If you do want overlays, you probably would have to do essentially
what emacs does, as a mechanism separate from that of displaying parse
trees. 

You could also exploit the fact that a Climacs buffer can contain any
Common Lisp object.  You could for instance convert a sequence of
characters to an object of type S-expression and then have a PRESENT
method on it that makes it display in a different way. 

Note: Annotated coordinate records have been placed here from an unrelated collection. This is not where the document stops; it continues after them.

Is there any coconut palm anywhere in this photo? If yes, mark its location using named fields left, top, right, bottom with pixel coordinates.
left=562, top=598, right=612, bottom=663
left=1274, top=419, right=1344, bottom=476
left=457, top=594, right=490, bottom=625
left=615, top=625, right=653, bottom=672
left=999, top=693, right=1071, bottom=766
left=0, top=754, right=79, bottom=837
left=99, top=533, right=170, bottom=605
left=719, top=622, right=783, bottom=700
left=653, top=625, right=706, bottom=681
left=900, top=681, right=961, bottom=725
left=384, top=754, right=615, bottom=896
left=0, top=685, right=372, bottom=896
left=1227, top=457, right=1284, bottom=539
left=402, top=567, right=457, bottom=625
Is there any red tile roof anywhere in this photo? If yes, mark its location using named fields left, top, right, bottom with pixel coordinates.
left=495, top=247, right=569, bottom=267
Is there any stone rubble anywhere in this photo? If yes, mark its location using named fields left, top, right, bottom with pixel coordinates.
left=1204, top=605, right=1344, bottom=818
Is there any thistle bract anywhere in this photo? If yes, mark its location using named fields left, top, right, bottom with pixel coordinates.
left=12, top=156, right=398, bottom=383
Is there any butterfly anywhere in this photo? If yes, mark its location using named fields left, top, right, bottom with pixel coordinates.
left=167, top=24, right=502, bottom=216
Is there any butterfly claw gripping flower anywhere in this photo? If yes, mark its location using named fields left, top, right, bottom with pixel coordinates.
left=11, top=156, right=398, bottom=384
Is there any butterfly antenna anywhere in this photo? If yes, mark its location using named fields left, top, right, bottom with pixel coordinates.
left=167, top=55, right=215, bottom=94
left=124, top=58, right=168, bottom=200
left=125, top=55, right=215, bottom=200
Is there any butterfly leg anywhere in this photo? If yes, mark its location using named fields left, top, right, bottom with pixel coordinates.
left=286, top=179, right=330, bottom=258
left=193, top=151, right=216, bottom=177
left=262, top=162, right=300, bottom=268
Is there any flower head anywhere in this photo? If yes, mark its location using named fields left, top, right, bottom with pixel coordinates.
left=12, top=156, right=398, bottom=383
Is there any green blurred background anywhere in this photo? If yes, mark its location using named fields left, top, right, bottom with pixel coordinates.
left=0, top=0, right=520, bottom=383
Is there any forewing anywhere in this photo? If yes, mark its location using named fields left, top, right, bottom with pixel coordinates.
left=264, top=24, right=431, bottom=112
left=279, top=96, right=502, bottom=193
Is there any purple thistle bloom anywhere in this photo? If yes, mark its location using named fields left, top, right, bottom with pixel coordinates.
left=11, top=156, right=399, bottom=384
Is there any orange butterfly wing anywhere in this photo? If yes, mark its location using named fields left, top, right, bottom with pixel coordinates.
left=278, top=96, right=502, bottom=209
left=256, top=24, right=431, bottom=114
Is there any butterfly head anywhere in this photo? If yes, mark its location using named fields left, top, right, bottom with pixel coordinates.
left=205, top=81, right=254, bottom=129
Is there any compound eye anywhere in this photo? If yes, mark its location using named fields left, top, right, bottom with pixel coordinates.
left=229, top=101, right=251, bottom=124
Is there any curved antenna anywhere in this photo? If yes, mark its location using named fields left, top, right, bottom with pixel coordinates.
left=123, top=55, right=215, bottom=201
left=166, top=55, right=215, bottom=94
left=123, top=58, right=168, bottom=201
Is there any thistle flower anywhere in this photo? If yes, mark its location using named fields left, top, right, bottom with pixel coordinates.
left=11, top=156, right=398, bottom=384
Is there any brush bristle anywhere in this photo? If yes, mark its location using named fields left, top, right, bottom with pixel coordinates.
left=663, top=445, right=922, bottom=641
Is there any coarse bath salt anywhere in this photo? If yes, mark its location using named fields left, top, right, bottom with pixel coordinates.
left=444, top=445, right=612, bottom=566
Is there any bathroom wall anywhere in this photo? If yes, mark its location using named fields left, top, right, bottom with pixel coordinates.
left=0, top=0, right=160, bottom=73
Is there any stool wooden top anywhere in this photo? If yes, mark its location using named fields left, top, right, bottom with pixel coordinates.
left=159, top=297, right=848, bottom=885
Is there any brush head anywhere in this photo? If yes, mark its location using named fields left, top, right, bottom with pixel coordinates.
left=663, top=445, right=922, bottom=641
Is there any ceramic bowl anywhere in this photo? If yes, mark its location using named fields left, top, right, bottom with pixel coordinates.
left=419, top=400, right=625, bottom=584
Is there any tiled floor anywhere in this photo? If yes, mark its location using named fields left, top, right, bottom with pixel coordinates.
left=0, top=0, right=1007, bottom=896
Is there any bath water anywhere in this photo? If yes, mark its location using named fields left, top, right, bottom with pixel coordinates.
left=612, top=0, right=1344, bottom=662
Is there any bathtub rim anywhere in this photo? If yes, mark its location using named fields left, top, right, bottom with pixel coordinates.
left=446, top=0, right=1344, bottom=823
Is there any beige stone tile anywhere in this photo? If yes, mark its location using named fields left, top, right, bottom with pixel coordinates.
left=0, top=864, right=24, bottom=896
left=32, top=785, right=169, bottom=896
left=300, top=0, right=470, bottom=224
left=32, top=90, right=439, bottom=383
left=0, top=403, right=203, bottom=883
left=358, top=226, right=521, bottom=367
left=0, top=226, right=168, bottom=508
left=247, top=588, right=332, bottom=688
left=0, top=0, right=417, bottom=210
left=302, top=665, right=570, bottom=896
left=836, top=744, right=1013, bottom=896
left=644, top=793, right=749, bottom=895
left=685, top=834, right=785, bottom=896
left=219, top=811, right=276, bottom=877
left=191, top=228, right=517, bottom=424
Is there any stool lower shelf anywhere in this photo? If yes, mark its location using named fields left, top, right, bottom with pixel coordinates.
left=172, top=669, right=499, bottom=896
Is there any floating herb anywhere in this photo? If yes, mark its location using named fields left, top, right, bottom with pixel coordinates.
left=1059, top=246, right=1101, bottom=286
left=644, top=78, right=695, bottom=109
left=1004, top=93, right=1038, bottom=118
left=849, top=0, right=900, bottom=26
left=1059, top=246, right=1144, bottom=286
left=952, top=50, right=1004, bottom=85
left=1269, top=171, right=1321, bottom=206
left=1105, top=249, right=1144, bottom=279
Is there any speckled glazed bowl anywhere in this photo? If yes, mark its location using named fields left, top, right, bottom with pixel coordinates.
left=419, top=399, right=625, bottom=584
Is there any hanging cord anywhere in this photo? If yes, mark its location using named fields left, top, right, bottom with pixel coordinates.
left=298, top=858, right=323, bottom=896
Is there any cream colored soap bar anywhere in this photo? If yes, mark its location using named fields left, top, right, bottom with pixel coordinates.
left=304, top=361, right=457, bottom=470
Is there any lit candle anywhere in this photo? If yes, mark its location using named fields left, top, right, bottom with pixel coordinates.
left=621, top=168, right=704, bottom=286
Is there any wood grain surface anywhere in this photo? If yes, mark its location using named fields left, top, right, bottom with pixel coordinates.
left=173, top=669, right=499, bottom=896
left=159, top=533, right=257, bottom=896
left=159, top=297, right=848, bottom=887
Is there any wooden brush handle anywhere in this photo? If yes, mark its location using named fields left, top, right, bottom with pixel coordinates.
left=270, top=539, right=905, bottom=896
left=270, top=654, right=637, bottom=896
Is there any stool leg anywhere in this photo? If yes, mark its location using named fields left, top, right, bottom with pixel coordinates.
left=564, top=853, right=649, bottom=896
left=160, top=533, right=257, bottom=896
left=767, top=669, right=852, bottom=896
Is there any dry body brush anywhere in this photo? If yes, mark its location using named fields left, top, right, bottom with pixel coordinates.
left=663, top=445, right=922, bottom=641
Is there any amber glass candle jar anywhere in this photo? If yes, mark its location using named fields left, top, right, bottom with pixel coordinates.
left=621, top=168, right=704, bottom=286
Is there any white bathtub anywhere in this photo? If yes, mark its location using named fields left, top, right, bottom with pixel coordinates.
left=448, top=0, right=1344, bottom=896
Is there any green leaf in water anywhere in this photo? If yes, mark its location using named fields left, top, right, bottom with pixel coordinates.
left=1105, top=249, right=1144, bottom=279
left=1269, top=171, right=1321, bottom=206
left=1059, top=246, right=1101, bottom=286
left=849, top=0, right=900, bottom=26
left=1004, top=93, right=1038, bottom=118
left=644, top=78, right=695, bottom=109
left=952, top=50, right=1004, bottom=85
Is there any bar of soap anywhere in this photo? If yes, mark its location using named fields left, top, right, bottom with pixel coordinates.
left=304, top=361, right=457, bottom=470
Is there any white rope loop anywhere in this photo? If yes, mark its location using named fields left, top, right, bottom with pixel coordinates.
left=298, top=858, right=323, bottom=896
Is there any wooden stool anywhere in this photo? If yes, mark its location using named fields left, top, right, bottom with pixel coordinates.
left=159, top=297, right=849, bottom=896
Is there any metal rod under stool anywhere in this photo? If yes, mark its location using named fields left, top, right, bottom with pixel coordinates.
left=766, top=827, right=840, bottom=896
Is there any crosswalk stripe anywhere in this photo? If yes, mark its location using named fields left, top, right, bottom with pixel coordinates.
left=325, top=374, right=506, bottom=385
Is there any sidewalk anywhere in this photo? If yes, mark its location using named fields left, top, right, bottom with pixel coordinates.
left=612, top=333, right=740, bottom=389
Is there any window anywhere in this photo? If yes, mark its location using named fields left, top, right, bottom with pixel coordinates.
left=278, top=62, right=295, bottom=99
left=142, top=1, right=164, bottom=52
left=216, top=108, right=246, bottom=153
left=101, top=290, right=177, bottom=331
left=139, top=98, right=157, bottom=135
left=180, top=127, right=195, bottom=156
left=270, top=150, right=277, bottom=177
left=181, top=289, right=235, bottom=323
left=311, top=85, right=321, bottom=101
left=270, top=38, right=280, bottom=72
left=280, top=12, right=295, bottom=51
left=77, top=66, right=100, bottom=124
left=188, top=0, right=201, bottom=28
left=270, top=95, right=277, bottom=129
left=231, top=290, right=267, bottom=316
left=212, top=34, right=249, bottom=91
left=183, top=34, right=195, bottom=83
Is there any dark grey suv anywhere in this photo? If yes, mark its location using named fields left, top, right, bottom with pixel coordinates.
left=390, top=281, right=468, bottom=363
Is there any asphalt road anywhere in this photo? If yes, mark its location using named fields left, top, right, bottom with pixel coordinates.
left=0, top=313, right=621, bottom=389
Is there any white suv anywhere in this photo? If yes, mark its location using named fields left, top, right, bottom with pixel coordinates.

 > Right now, the only thing on the screen that has X-Y coordinates derived
 > from a text location seems to be the cursor.  And I've edited LISP files
 > with strings (displayed in a larger italic font) and the cursor can go to
 > the wrong place in the window, so I suspect the syntax machinery is not
 > being used.

Right, the way the position of the cursor is currently computed is
bogus.

 > Ultimately I'm dreaming of an evaluation package that would replace the
 > teletype mentality of the traditional top-level loop.  With my package,
 > the user would highlight text to act on (evaluate, macro expand, etc.),
 > either using unstructured commands (move by character and line) or
 > structured ones (mark defun around point).  The results might be substituted
 > for the original text or the package might keep a history of the computation.
 > I can't decide much more about the design until I have a prototype.  (I tried
 > a few experiments with Emacs and its structured navigation functions are
 > far too inaccurate to be useful.)

For the structured part, you could highlight a parse tree (say) by
entering it in a hash table of parse trees to be highlighted in
particular ways, and then use an :around method to turn on and off
highlighting.  Clicking on some text could select that parse tree, or
you could use specific commands for that. 

For the unstructured commands, I am not sure.  It seems to me like you
might want to indicate a certain parse tree by putting point there,
but you probably would not want arbitrary sequences of characters to
be selected.  At least not in this particular application.